Sense of Congress Regarding the Obligation of Grantee States to Ensure
Access to Post-Conviction DNA Testing and Competent Counsel in Capital
Cases
Pub. L. 106-561, Sec. 4, Dec. 21, 2000, 114 Stat. 2791, provided
that:
``(a) Findings.--Congress finds that--
``(1) over the past decade, deoxyribonucleic acid testing
(referred to in this section as `DNA testing') has emerged as the
most reliable forensic technique for identifying criminals when
biological material is left at a crime scene;
``(2) because of its scientific precision, DNA testing can, in
some cases, conclusively establish the guilt or innocence of a
criminal defendant;
``(3) in other cases, DNA testing may not conclusively establish
guilt or innocence, but may have significant probative value to a
finder of fact;
``(4) DNA testing was not widely available in cases tried prior
to 1994;
``(5) new forensic DNA testing procedures have made it possible
to get results from minute samples that could not previously be
tested, and to obtain more informative and accurate results than
earlier forms of forensic DNA testing could produce, resulting in
some cases of convicted inmates being exonerated by new DNA tests
after earlier tests had failed to produce definitive results;
``(6) DNA testing can and has resulted in the post-conviction
exoneration of more than 75 innocent men and women, including some
under sentence of death;
``(7) in more than a dozen cases, post-conviction DNA testing
that has exonerated an innocent person has also enhanced public
safety by providing evidence that led to the apprehension of the
actual perpetrator;
``(8) experience has shown that it is not unduly burdensome to
make DNA testing available to inmates in appropriate cases;
``(9) under current Federal and State law, it is difficult to
obtain post-conviction DNA testing because of time limits on
introducing newly discovered evidence;
``(10) the National Commission on the Future of DNA Evidence, a
Federal panel established by the Department of Justice and comprised
of law enforcement, judicial, and scientific experts, has urged that
post-conviction DNA testing be permitted in the relatively small
number of cases in which it is appropriate, notwithstanding
procedural rules that could be invoked to preclude such testing, and
notwithstanding the inability of an inmate to pay for the testing;
``(11) only a few States have adopted post-conviction DNA
testing procedures;
``(12) States have received millions of dollars in DNA-related
grants, and more funding is needed to improve State forensic
facilities and to reduce the nationwide backlog of DNA samples from
convicted offenders and crime scenes that need to be tested or
retested using upgraded methods;
``(13) States that accept such financial assistance should not
deny the promise of truth and justice for both sides of our
adversarial system that DNA testing offers;
``(14) post-conviction DNA testing and other post-conviction
investigative techniques have shown that innocent people have been
sentenced to death in this country;
``(15) a constitutional error in capital cases is incompetent
defense lawyers who fail to present important evidence that the
defendant may have been innocent or does not deserve to be sentenced
to death; and
``(16) providing quality representation to defendants facing
loss of liberty or life is essential to fundamental due process and
the speedy final resolution of judicial proceedings.
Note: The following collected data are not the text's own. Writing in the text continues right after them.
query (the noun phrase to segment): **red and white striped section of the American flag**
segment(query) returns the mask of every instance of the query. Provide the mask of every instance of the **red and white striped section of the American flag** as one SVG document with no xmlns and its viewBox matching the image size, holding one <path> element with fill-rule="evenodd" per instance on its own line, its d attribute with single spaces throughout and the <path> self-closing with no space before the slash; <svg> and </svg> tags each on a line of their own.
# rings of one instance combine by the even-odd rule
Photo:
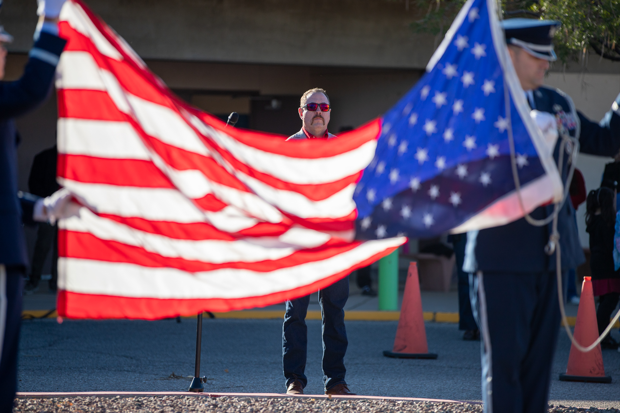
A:
<svg viewBox="0 0 620 413">
<path fill-rule="evenodd" d="M 60 15 L 58 314 L 156 319 L 301 297 L 406 238 L 353 241 L 381 123 L 285 142 L 167 89 L 79 0 Z"/>
</svg>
``(b) Sense of Congress.--It is the sense of Congress that--
``(1) Congress should condition forensic science-related grants
to a State or State forensic facility on the State's agreement to
ensure post-conviction DNA testing in appropriate cases; and
``(2) Congress should work with the States to improve the
quality of legal representation in capital cases through the
establishment of standards that will assure the timely appointment
of competent counsel with adequate resources to represent defendants
in capital cases at each stage of the proceedings.''
Pub. L. 106-546, Sec. 11, Dec. 19, 2000, 114 Stat. 2735, enacted
provisions substantially identical to those enacted by Pub. L. 106-561,
Sec. 4, set out above.
Section Referred to in Other Sections
This section is referred to in section 14135e of this title.